Levantamento feito sobre a lista de 88 indecisos preparada pelo governo, e obtida com exclusividade pela Reuters, mostra que um número razoável desses parlamentares que o governo avalia poder conquistar o voto são considerados pelos seus líderes como casos perdidos.

Operando em cima desse número de indecisos, o ministro da Secretaria de Governo, Carlos Marun, avalia que será preciso virar um em cada dois votos. A margem, no entanto, é bem menor.

Essa é a avaliação da maioria dos líderes e deputados de sete partidos da base e de outros dois que também poderiam apoiar a reforma entrevistados pela Reuters desde que o relator da matéria, Arthur de Oliveira Maia (PPS-BA), apresentou a sua emenda aglutinativa.

Líderes e parlamentares de partidos da base como MDB, PP, PR, DEM, PRB, PSD, SD e outros dois com atuação independente, como o PSB e o PPS, que representam 292 deputados, demonstraram, de modo geral, dificuldades para a proposta passar no plenário da Câmara.

Os obstáculos são grandes tendo em vista que esses partidos representam 60 dos 88 deputados tidos como indecisos pelo governo, em lista revelada com exclusividade pela Reuters que foi repassada pelo Planalto para que agentes do mercado e empresários auxiliem no convencimento a favor da reforma.

Ao menos metade dos nomes tidos como indecisos pelo governo na lista, conforme as lideranças partidárias, não apoia a reforma de modo algum.

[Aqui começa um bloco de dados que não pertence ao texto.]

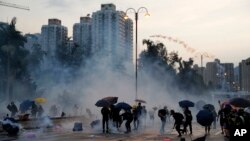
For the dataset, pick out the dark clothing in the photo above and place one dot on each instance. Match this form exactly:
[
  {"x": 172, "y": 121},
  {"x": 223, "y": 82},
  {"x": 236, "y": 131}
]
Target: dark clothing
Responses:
[
  {"x": 40, "y": 111},
  {"x": 105, "y": 118},
  {"x": 13, "y": 109},
  {"x": 188, "y": 121},
  {"x": 116, "y": 117},
  {"x": 178, "y": 117},
  {"x": 135, "y": 118},
  {"x": 34, "y": 110},
  {"x": 162, "y": 113},
  {"x": 129, "y": 118}
]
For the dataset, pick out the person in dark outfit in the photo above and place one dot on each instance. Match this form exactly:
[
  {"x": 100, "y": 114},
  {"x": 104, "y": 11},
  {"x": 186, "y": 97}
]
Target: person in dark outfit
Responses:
[
  {"x": 162, "y": 113},
  {"x": 135, "y": 117},
  {"x": 116, "y": 117},
  {"x": 105, "y": 118},
  {"x": 13, "y": 109},
  {"x": 178, "y": 117},
  {"x": 128, "y": 116},
  {"x": 188, "y": 121},
  {"x": 139, "y": 115},
  {"x": 221, "y": 116},
  {"x": 34, "y": 110}
]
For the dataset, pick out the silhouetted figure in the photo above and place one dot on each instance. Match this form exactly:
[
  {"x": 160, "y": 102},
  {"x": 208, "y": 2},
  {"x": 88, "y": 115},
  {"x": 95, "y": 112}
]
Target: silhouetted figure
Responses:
[
  {"x": 162, "y": 113},
  {"x": 115, "y": 116},
  {"x": 53, "y": 111},
  {"x": 144, "y": 115},
  {"x": 222, "y": 118},
  {"x": 40, "y": 111},
  {"x": 178, "y": 117},
  {"x": 203, "y": 138},
  {"x": 34, "y": 109},
  {"x": 105, "y": 118},
  {"x": 188, "y": 120},
  {"x": 13, "y": 109},
  {"x": 138, "y": 113},
  {"x": 128, "y": 116},
  {"x": 63, "y": 114}
]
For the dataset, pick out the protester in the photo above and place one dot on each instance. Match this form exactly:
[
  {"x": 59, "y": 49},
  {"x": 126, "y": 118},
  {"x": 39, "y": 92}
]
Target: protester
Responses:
[
  {"x": 105, "y": 118},
  {"x": 34, "y": 110},
  {"x": 178, "y": 117},
  {"x": 162, "y": 113},
  {"x": 40, "y": 111},
  {"x": 128, "y": 116},
  {"x": 188, "y": 120},
  {"x": 13, "y": 109}
]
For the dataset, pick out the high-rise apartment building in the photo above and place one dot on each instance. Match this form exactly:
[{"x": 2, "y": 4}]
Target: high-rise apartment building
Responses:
[
  {"x": 53, "y": 35},
  {"x": 244, "y": 70},
  {"x": 82, "y": 34},
  {"x": 112, "y": 35}
]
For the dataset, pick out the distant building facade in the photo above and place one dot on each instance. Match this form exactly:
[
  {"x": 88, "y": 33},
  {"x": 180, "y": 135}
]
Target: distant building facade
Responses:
[
  {"x": 53, "y": 35},
  {"x": 112, "y": 35},
  {"x": 82, "y": 34},
  {"x": 33, "y": 40},
  {"x": 244, "y": 73}
]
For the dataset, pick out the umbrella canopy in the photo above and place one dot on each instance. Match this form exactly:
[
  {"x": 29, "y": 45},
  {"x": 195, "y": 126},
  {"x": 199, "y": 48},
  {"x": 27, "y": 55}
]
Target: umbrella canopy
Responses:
[
  {"x": 239, "y": 102},
  {"x": 247, "y": 110},
  {"x": 204, "y": 117},
  {"x": 209, "y": 107},
  {"x": 102, "y": 103},
  {"x": 186, "y": 103},
  {"x": 140, "y": 101},
  {"x": 40, "y": 100},
  {"x": 111, "y": 99},
  {"x": 25, "y": 105},
  {"x": 123, "y": 105},
  {"x": 199, "y": 104}
]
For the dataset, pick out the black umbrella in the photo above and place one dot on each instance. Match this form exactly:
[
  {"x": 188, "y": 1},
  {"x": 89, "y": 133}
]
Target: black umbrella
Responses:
[
  {"x": 209, "y": 107},
  {"x": 102, "y": 103},
  {"x": 239, "y": 102},
  {"x": 205, "y": 117},
  {"x": 199, "y": 104},
  {"x": 123, "y": 105},
  {"x": 111, "y": 99},
  {"x": 186, "y": 103}
]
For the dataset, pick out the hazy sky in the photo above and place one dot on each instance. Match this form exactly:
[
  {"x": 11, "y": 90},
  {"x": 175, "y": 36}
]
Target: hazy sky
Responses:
[{"x": 219, "y": 27}]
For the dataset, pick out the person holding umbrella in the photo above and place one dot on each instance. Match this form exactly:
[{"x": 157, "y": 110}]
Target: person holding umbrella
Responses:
[
  {"x": 162, "y": 113},
  {"x": 178, "y": 117},
  {"x": 128, "y": 116},
  {"x": 188, "y": 120},
  {"x": 105, "y": 118}
]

A última versão da reforma traz as três inovações já anunciadas em novembro passado --a exclusão de qualquer modificação das regras para trabalhadores rurais e para os beneficiários do Benefício de Prestação Continuada (BPC) e a redução do tempo mínimo de contribuição de 25 para 15 anos-- e acrescenta o direito de integralidade de pensão a cônjuges de policiais mortos em combate.

O líder do PP na Câmara, Arthur Lira (AL), disse que as mudanças da emenda aglutinativa não garantem nenhum voto a mais entre os oito ditos indecisos pela lista do governo. Com uma bancada de 46 deputados, ele disse que já tem 36 votos garantidos, mas destacou que, para aumentar a esse nível de apoio, “quatro ou cinco estão precisando de conforto”.

“Acho que vamos ficar restrito a cinco ou seis deputados contrários”, disse o líder do PP, ao ponderar que isso só vai ocorrer se houver novos ajustes ao texto e se os governadores se envolverem diretamente na aprovação da reforma com suas respectivas bancadas.

Com cinco indecisos numa bancada de 37, conforme a lista do governo, o líder do PR, José Rocha (BA), afirmou que as últimas mudanças nada alteram o apoio na bancada à reforma. Segundo ele, há 28 votos garantidos no partido e haveria, a partir de novas concessões, espaço para se conquistar até quatro apoios a mais ao texto, mas até agora não se tem garantia disso.

No PSB, que ainda é contabilizado como apoiando a reforma pelo governo, o Planalto vê oito indecisos, mas o líder do partido, Júlio Delgado, garante que quatro desses são totalmente contrários, um se inclina a votar contra e os demais não se manifestaram ainda para um lado ou outro.

Delgado, no entanto, relatou à Reuters que as dificuldades vão além do que o governo calcula. Na noite da última terça-feira, 23 dos 32 deputados da bancada que estavam em Brasília se reuniram e decidiram que o PSB vai votar contra a reforma.

“Nós não vamos topar obstrução. O governo quer se esconder atrás da obstrução que os partidos de esquerda querem fazer para não votar. Nós queremos votar e derrotar. Essa jogada usa a oposição como escudo para esconder a falta de base do governo”, acusou Delgado.